Description
Overhead-bound benchmarks like Fibonacci and Depth-First Search are significantly slower on Windows than Linux and Mac.
Config: i9-9980XE 18 cores, 36 threads, with 4.1GHz all core Turbo
On Fibonacci in particular, the default eager futures takes 14s under windows while it takes 370ms under Linux for a whopping 30x slowdown.
Lazy futures allocated via alloca
takes 800ms while they take 180ms under Linux.

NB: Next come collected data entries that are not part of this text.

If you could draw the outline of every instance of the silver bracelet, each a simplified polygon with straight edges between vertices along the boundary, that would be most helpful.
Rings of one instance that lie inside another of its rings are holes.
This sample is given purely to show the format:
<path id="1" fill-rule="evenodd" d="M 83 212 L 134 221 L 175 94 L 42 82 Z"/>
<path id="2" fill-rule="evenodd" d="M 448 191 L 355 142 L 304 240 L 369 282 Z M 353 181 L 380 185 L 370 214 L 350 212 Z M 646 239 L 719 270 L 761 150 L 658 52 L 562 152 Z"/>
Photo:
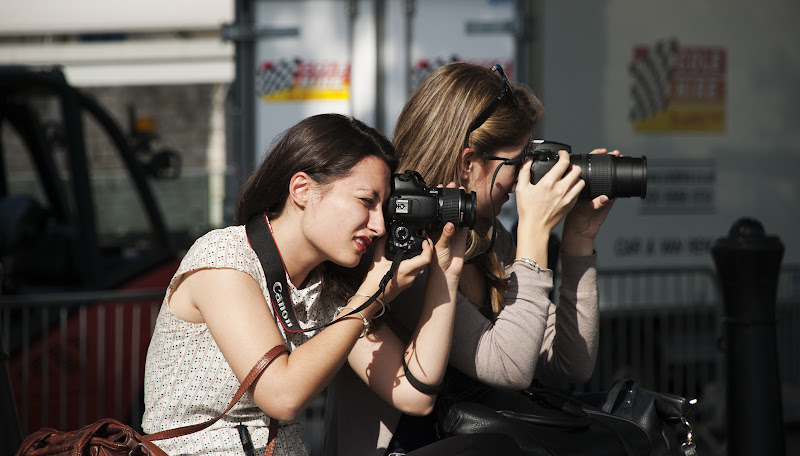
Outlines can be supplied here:
<path id="1" fill-rule="evenodd" d="M 356 293 L 356 294 L 354 294 L 354 295 L 353 295 L 353 297 L 352 297 L 352 298 L 350 298 L 350 299 L 348 299 L 348 300 L 347 300 L 347 303 L 348 303 L 348 304 L 350 304 L 350 301 L 351 301 L 353 298 L 355 298 L 356 296 L 363 296 L 363 297 L 365 297 L 365 298 L 372 298 L 372 296 L 371 296 L 371 295 L 368 295 L 368 294 L 364 294 L 364 293 Z M 381 316 L 383 316 L 383 314 L 384 314 L 384 313 L 386 313 L 386 308 L 387 308 L 387 307 L 389 307 L 388 305 L 386 305 L 386 303 L 385 303 L 385 302 L 383 302 L 383 300 L 382 300 L 381 298 L 378 298 L 378 297 L 376 296 L 376 297 L 375 297 L 375 300 L 376 300 L 376 301 L 378 301 L 378 304 L 380 304 L 380 305 L 381 305 L 381 310 L 380 310 L 380 313 L 379 313 L 378 315 L 373 315 L 373 316 L 372 316 L 372 319 L 373 319 L 373 320 L 374 320 L 374 319 L 376 319 L 376 318 L 378 318 L 378 317 L 381 317 Z M 389 307 L 389 310 L 392 310 L 392 309 Z"/>
<path id="2" fill-rule="evenodd" d="M 350 312 L 349 314 L 346 314 L 346 315 L 344 315 L 342 317 L 339 317 L 339 318 L 347 318 L 347 317 L 353 316 L 353 314 L 357 313 L 361 317 L 361 319 L 364 321 L 364 330 L 361 332 L 361 335 L 358 336 L 358 338 L 361 339 L 362 337 L 366 336 L 367 332 L 369 331 L 369 320 L 367 320 L 367 317 L 365 317 L 364 314 L 362 314 L 360 310 L 357 310 L 354 307 L 349 307 L 349 306 L 339 307 L 339 309 L 336 310 L 336 313 L 338 314 L 339 312 L 341 312 L 344 309 L 350 309 L 350 310 L 352 310 L 352 312 Z M 337 318 L 337 320 L 339 318 Z"/>
<path id="3" fill-rule="evenodd" d="M 532 260 L 530 258 L 517 258 L 517 259 L 514 260 L 515 263 L 517 261 L 519 261 L 520 263 L 525 263 L 527 265 L 532 266 L 533 269 L 536 269 L 536 272 L 539 272 L 539 271 L 542 270 L 542 267 L 539 266 L 539 263 L 537 263 L 536 260 Z"/>

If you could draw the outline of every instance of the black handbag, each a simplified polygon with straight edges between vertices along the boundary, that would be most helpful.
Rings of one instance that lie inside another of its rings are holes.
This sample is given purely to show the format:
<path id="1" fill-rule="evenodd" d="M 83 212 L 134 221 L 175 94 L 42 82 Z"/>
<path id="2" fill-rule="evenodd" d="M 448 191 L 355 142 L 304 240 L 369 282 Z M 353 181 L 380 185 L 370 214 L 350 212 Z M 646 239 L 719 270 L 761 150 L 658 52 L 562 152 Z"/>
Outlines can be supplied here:
<path id="1" fill-rule="evenodd" d="M 510 391 L 477 385 L 469 399 L 437 404 L 441 436 L 500 432 L 526 455 L 695 455 L 686 399 L 630 379 L 605 393 L 550 388 Z"/>
<path id="2" fill-rule="evenodd" d="M 695 455 L 693 430 L 687 416 L 692 402 L 676 394 L 639 386 L 634 379 L 618 379 L 606 393 L 577 396 L 590 406 L 638 424 L 647 432 L 653 456 Z M 598 404 L 598 399 L 602 404 Z"/>

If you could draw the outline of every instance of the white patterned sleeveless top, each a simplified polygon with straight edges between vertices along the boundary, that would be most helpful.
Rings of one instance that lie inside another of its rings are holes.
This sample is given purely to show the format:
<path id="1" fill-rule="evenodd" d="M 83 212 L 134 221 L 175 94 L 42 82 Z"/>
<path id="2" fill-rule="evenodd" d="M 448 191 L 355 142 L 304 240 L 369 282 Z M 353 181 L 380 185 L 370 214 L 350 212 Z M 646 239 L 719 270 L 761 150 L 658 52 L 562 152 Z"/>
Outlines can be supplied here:
<path id="1" fill-rule="evenodd" d="M 189 323 L 169 309 L 167 300 L 180 278 L 202 268 L 232 268 L 253 277 L 269 302 L 266 278 L 255 251 L 247 241 L 244 226 L 213 230 L 199 238 L 181 261 L 170 281 L 145 362 L 145 412 L 142 428 L 146 433 L 174 429 L 207 421 L 222 413 L 239 388 L 239 380 L 211 337 L 205 323 Z M 337 306 L 344 305 L 337 296 L 321 296 L 320 281 L 311 277 L 302 289 L 290 282 L 295 312 L 303 327 L 314 327 L 333 319 Z M 272 311 L 272 306 L 265 304 Z M 287 334 L 278 325 L 290 350 L 317 331 Z M 239 430 L 247 426 L 256 449 L 263 454 L 269 437 L 269 418 L 249 394 L 222 419 L 209 428 L 184 437 L 159 440 L 158 446 L 170 455 L 244 454 Z M 280 423 L 275 455 L 306 456 L 309 447 L 298 421 Z"/>

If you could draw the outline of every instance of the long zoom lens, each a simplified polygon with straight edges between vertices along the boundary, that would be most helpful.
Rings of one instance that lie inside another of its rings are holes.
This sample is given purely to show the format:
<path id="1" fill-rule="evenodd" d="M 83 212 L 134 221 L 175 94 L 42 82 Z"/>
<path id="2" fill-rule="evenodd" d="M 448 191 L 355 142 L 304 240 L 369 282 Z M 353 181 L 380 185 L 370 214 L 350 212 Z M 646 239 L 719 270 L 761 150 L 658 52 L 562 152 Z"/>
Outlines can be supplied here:
<path id="1" fill-rule="evenodd" d="M 580 199 L 600 195 L 609 198 L 644 198 L 647 194 L 647 157 L 617 157 L 607 154 L 570 155 L 570 162 L 581 167 L 586 187 Z M 536 184 L 558 161 L 558 155 L 537 152 L 531 164 L 531 183 Z"/>
<path id="2" fill-rule="evenodd" d="M 571 155 L 573 165 L 581 167 L 586 187 L 582 199 L 600 195 L 609 198 L 644 198 L 647 194 L 647 157 L 617 157 L 608 154 Z"/>

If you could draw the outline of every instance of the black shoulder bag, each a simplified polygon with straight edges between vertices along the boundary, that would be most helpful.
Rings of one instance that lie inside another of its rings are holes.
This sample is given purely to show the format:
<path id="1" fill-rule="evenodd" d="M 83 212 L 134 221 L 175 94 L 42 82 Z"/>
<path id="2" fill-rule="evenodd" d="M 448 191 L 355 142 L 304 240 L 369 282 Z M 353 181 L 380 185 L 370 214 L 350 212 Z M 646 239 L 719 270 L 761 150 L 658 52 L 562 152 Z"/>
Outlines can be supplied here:
<path id="1" fill-rule="evenodd" d="M 437 404 L 442 436 L 500 432 L 526 455 L 696 456 L 686 420 L 689 401 L 632 379 L 617 380 L 607 392 L 576 394 L 473 382 L 469 398 L 451 396 Z"/>

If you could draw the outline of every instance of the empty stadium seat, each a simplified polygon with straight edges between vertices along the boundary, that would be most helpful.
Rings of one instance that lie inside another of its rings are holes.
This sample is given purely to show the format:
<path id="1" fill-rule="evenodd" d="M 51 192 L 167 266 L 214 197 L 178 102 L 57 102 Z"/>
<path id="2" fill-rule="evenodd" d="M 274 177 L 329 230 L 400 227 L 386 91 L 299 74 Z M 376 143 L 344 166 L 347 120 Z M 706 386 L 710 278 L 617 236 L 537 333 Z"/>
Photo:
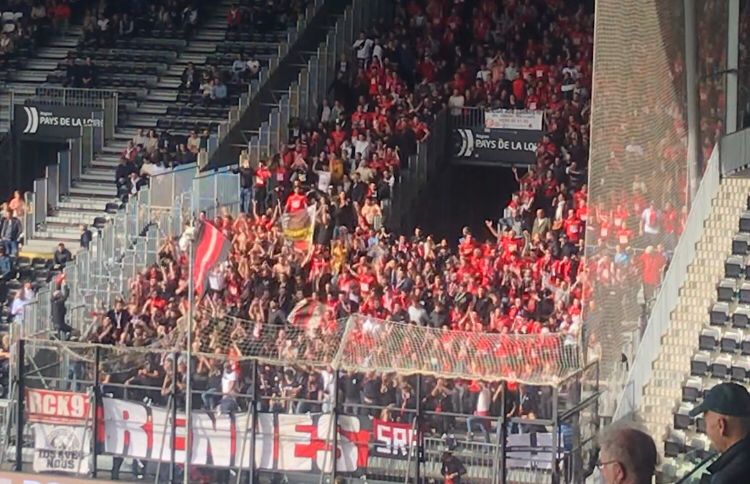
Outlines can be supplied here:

This points to a memory allocator issue.
Memory-bound benchmarks (transpose) and CPU-bound benchmarks (Black-Scholes) seem to behave somewhat similarly to Linux.
Similar issues:
- https://www.reddit.com/r/cpp/comments/blp3sf/performance_difference_on_osx_and_windows_10/
- https://www.perlmonks.org/?node_id=810276
Low priority as we can't probably do anything more than what we have now in our memory subsytem. It's doubtful than even using Mimalloc on Windows (just for Weave) would help as our memory pool is based on the same techniques. Lastly Fibonacci is an extreme case with computation load of 1 cycle while Weave targets being efficient at 2000 cycles.
TODO: benchmark Cilk and TBB to make sure we are not missing something.